フラッグシップの最速争いに対抗しながらスーパースポーツの牙城を崩さないハンドリング重視を貫く!
1985年に水冷DOHC5バルブのFZ750をリリース、パフォーマンスでトップクラスへ踊りでたヤマハは、それでもビッグバイクでこだわってきたツーリング性能を犠牲にしない考えを捨てずにいた。
それはフルカウルのレプリカ・スタイルとなった1987年のFZR1000でも、ちょっとしたライディングポジションやハンドリングの穏やかさなどに反映され続けていたのだ。
そして1996年に登場したThunder Ace(サンダーエース)と命名されたYZF1000Rでも貫かれていた。
リッタークラスのスーパースポーツは、どのメーカーにとっても最速を狙うフラッグシップで、高速の安定性を優先するため二律背反となる軽快なハンドリングを重視まではしていない。
しかしヤマハの新しいフラッグシップは、公道最速を目標に掲げるとき、そのアプローチに軽量化と高出力化、そしてエアロダイナミクスの追求で開発を進め、ホイールベースをYZF750より僅か10mm上回るだけのコンパクトさと、乾燥で198kgと200kgを切るスペックに収めたのだ。

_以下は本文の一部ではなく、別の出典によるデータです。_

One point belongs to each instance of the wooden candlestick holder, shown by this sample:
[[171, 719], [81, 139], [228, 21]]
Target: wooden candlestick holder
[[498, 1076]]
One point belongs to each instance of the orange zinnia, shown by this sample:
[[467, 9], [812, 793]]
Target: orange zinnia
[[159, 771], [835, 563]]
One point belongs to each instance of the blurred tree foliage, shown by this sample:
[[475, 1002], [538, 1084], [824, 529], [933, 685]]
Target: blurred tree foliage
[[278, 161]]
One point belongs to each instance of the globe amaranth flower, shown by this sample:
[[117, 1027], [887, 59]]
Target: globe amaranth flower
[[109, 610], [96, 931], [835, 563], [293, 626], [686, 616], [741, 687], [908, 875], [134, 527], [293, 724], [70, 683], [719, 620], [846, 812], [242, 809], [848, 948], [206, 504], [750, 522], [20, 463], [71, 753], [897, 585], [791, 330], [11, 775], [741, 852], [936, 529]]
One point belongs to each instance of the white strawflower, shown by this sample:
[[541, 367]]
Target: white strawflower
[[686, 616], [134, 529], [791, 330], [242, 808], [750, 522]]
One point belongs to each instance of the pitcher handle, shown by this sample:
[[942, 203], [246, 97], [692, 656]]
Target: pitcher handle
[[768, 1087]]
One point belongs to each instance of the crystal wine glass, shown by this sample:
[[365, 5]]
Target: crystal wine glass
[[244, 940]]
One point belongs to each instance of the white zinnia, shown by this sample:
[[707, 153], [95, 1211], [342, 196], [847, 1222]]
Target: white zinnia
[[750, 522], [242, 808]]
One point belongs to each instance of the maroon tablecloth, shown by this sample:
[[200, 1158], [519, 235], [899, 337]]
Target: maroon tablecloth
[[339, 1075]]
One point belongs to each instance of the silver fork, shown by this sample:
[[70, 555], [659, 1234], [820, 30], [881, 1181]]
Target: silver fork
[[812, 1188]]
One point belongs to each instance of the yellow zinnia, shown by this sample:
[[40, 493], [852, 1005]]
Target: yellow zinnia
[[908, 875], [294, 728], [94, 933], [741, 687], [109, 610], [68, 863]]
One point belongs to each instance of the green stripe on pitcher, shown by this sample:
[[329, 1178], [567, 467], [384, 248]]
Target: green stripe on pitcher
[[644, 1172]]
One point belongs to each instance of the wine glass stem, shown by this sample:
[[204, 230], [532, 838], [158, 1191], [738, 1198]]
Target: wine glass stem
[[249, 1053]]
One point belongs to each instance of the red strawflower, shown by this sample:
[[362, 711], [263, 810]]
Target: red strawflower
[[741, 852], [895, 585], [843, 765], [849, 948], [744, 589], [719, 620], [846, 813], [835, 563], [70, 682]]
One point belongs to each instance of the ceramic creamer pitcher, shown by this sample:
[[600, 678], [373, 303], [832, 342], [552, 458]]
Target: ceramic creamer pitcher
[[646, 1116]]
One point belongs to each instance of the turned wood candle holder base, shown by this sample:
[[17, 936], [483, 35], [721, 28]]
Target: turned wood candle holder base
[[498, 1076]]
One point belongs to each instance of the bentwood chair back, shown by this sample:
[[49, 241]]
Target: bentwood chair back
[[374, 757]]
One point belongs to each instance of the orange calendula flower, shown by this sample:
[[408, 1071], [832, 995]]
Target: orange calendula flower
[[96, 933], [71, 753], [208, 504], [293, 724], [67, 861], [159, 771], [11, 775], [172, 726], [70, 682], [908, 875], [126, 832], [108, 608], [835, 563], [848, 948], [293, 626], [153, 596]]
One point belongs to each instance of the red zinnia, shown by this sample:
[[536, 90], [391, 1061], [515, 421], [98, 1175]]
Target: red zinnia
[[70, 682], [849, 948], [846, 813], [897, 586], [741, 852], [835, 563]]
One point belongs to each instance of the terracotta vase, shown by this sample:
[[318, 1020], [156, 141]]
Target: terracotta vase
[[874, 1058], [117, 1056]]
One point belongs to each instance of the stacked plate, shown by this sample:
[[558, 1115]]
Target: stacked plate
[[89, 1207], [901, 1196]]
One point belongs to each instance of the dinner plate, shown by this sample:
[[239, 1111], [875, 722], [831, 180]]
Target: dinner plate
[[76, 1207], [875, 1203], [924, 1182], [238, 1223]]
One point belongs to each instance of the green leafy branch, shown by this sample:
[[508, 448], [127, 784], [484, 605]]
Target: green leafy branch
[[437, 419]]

その結果、ハンドリングはアライメントで素直な軽快性を幅広く維持できる、ヤマハ伝統の扱いやすいハンドリングへと集約されていた。
エンジンはFZR1000ベースで、ボア×ストロークが75.5mm×56.0mmの1,002cc。
吸気側に3本、排気側の2本と合わせ計5バルブの燃焼室、エアクリーナーからストレート吸気するGENESISエンジン構成で、FZR1000よりクランクシャフトで22%、ピストンでも3%を軽量化、145PS/10,000rpmと11.4kgm/8,500rpmのパフォーマンスを誇った。
アルミデルタボックスのシャシーは4,400gの軽量化だが、実はスイングアームが単体で800gもの重量増を伴う剛性アップ(縦方向52%と横方向も25%アップ)がはかられている。